# Graph Lab

## Reading data

In [1]:
import json

import matplotlib.pyplot as plt
import networkx as nx
import pandas as pd
import numpy as np

%matplotlib inline

In [8]:
graph_df = pd.read_csv("graph.csv")
G = nx.from_pandas_edgelist(graph_df)

In [35]:
people_df = pd.read_csv("people.csv")

In [6]:
df = pd.read_csv("data.csv")

In [7]:
df.head()

Unnamed: 0,name,id,vkid
0,Алексеева Екатерина,kate_al02,181400458
1,Бирюков Виктор,iktovr,136004593
2,Васильев Даниил,da_mil_ka,151143124
3,Воронов Кирилл,id248826936,248826936
4,Гребенков Дмитрий,irnevoir,172224066


## Compute centralities

In [36]:
people_df.head()

Unnamed: 0,id,vk_id,name,level
0,0,181400458,Алексеева Екатерина,0
1,1,136004593,Бирюков Виктор,0
2,2,151143124,Васильев Даниил,0
3,3,248826936,Воронов Кирилл,0
4,4,172224066,Гребенков Дмитрий,0


In [41]:
# %%timeit -r1
closeness_centralities = {}
for vkid in df["vkid"].tolist():
    id_ = people_df[people_df["vk_id"] == vkid].iloc[0].id
    if G.has_node(id_):
        closeness_centralities[id_] = nx.closeness_centrality(G, u=id_)
    else:
        closeness_centralities[id_] = 0

In [42]:
# %%timeit -r1
neighbors_to_process = set()

for vkid in df["vkid"].tolist():
    id_ = people_df[people_df["vk_id"] == vkid].iloc[0].id
    if G.has_node(id_):
        neighbors_to_process.add(id_)

betweenness_centralities = nx.betweenness_centrality_subset(G, neighbors_to_process, neighbors_to_process, normalized=True)

In [43]:
eigenvector_centralities = nx.eigenvector_centrality_numpy(G)

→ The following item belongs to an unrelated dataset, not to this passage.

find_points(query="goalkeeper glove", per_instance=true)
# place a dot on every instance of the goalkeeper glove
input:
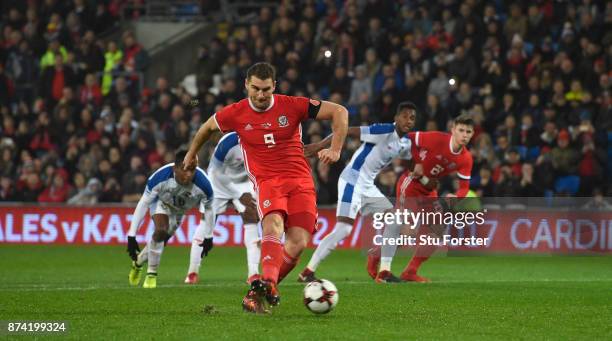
(133, 248)
(207, 246)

## Output users with highest centrality

In [46]:
def output_best_centrality(vkids, centrality):
    mapping = {}

    for vkid in vkids:
        id_ = people_df[people_df["vk_id"] == vkid].iloc[0].id
        mapping[vkid] = id_
    
    c = [(centrality[id_], vkid) for vkid, id_ in mapping.items()]
    rc = list(range(len(c)))
    rc.sort(key=lambda x: c[x][0])
    return c[rc[-1]][1]

In [47]:
df[df["vkid"] == output_best_centrality(df["vkid"].tolist(), closeness_centralities)]

Unnamed: 0,name,id,vkid
11,Уваров Андрей,anonumovich,206240342


In [48]:
df[df["vkid"] == output_best_centrality(df["vkid"].tolist(), betweenness_centralities)]

Unnamed: 0,name,id,vkid
1,Бирюков Виктор,iktovr,136004593


In [49]:
df[df["vkid"] == output_best_centrality(df["vkid"].tolist(), eigenvector_centralities)]

Unnamed: 0,name,id,vkid
5,Инютин Максим,engineerxl,199361916